Ciężko... Ciężko zrozumieć, że ten świat jest taki dziwny... Ciężko spojrzeć w przyszłość, gdy nie możemy zapomnieć o przeszłości... Jest bardzo ciężko, bo kto powiedział, że będzie łatwo. Świat jest dziwny, niesprawiedliwy. Trzeba jakoś dać sobie radę... Trzeba widzieć w każdej sprawie plusy, a nie minusy. Trzeba, choć nie raz nie mamy na to siły. Nie można się załamywać. Po prostu nie można. Te wszystkie pułapki szykowane przez los chcą pokazać nam jak trudno jest żyć na tym świecie. Może trudno, ale warto. Wiele razy, ze względu na różnie sytuacje, chciałam zrezygnować powiedzieć, że już mam dość i dalej nie chce żyć... Chciałam zrezygnować z życia tylko dlatego, że coś nie układało się po mojej myśli. To normalne czy dziwne? Czy to że nie daje rady może mnie usprawiedliwiać, że chce zrezygnować, poddać się? Czy może to nie dziwne, że czasem mam takie, a nie inne myśli? Wiele razy nie chciałam walczyć... Wiele razy próbowałam się zabić... Nadaremnie... Nie jestem aż taka odważna... Nie jestem i nigdy nie będę, choć znam siebie i próbowanie mam we krwi.
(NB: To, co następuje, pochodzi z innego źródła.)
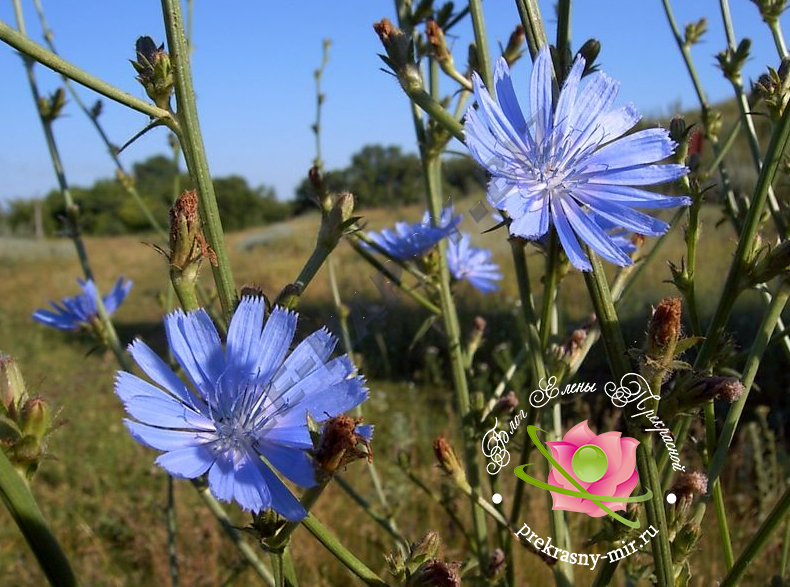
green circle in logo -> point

Kiedyś wszystko wydawało się inne... Rzeczy które sprawiały mi radość teraz sprawiają smutek, żal... Teraz wszystko zupełnie się zmieniło... Wszystko odwróciło się o sto osiemdziesiąt stopni... Wszystko bez żadnego wyjątku. Dawne przyjaźnie, miłości – a w szczególności ta jedna. Gdy ktoś by mi powiedział, że tak szybko będę miała wszystkiego dość, nie uwierzyłabym. Za bardzo chciałam mieć nadzieję... Wierzyć, że to miłość do końca... Do końca mojego życia. Dziś zaczynam wszystko od nowa... Wszystko postanowiłam zmienić, całe moje życie. Wyjechałam, aby nic mi nie przypominało o przeszłości. Lecz to nie jest takie proste, gdy w pamięci masz dużo wspaniałych chwil. Chwil, które nie zamieniłabym na żadne inne. Chwile spędzone z najważniejszymi osobami w moim życiu... Których już niestety nie ma. Wszyscy odeszli, każdy poszedł w swoją stronę, w stronę gdzie mógł szukać tego, co było mu do szczęścia potrzebne. Dziś jestem sama, bez nikogo. Nie dziwię się, że tak szybko się wszystko rozwaliło – nie miało szans na przetrwanie. Nie doceniałam tego co mam, aż wreszcie wszystko straciłam. Czasem zastanawiam się jak mogłam być taka samolubna, a jednak. Jednak taka byłam, nie liczyłam się z niczym, z nikim. Dopiero teraz zauważyłam jak niektóre osoby były dla mnie ważne, jak bardzo mi na nich zależało. Teraz za nimi tęsknie, marzę, żeby kiedyś jeszcze ich spotkać. W niektórych przypadkach to po prostu nie możliwe.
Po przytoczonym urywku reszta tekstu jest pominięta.